Vodacom Group’s paper on mobile money taxation recommends that strategies be developed in line with long-standing tax principles based on equity. Photo: Supplied
Vodacom Group’s paper on mobile money taxation recommends that strategies be developed in line with long-standing tax principles based on equity. Photo: Supplied

Mobile money services have been instrumental in driving financial inclusion across Africa. However, taxation policies imposed by governments could have unintended consequences on the continent’s most vulnerable populations.

Vodacom Group’s recently released policy paper on mobile money taxation unpacks some of the effects of changes in mobile money taxation on financial inclusion in Africa. According to the paper, accessibility and affordability are two of the primary reasons for the success of mobile money in Africa.

The popularity of M-PESA, the first mobile money payment service on the continent, has grown to 52 million subscribers across six countries. The service is a crucial driver of financial inclusion, enabling access to essential financial services for millions of previously unbanked people.

The paper outlines that mobile money taxation can have unintended consequences for the people who stand to benefit significantly from these platforms.

Higher transaction taxes may make services unaffordable, and some users may return to cash-based transactions. The policy paper suggests that increased taxes could also hamper mobile money providers’ ability to make the investments necessary to provide services to the underserved.

“Many of the people who use mobile money are highly sensitive to transaction costs, therefore even a marginal increase in the fees associated with using these services could make them unaffordable,” notes Stephen Chege, group chief officer for regulatory and external affairs at Vodacom Group. “We need to remember that higher transaction taxes may even compel some users to return to cash-based transactions.”

While taxation plays a critical role in helping governments across the continent meet their revenue targets, the policy paper outlines that this could potentially come at the expense of society’s most vulnerable if not appropriately implemented.

The paper recommends that mobile money taxation strategies can be developed in line with long-standing tax principles based on equity.
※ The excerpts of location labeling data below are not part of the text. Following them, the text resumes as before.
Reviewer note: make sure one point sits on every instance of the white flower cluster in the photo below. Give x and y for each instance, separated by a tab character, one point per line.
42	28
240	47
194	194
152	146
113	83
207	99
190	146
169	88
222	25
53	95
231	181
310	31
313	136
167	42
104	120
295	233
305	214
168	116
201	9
Tax policies can be structured in such a way that they are proportionate and broad-based in their application, rather than sector-specific.

Governments and regulators can engage more robustly with mobile money operators and telecommunications companies on the unintended consequences of mobile money taxation to find a middle ground that is favourable for customers.

“It is common knowledge that the pandemic, the war in Ukraine, and climate change have all hampered Africa’s progress towards meeting the Sustainable Development Goals (SDGs),” notes Chege.

“Mobile money plays a critical role in meeting some of these goals by driving financial inclusion and reducing poverty among the unbanked by empowering them to access credit, loans, savings, and other essential financial services. Without sound and carefully implemented policies around mobile money taxation, we risk reversing the many financial inclusion gains already made on the continent.”

Mobile money services have become a key component of the African financial system, enabling millions of people to access financial services for the first time. However, if taxation policies are not carefully implemented, they could reverse the gains made in financial inclusion. It is, therefore, essential that governments work with mobile money operators and telcos to develop taxation policies that are equitable, proportionate, and broad-based in their application, ensuring that the financial inclusion gains made on the continent are not lost.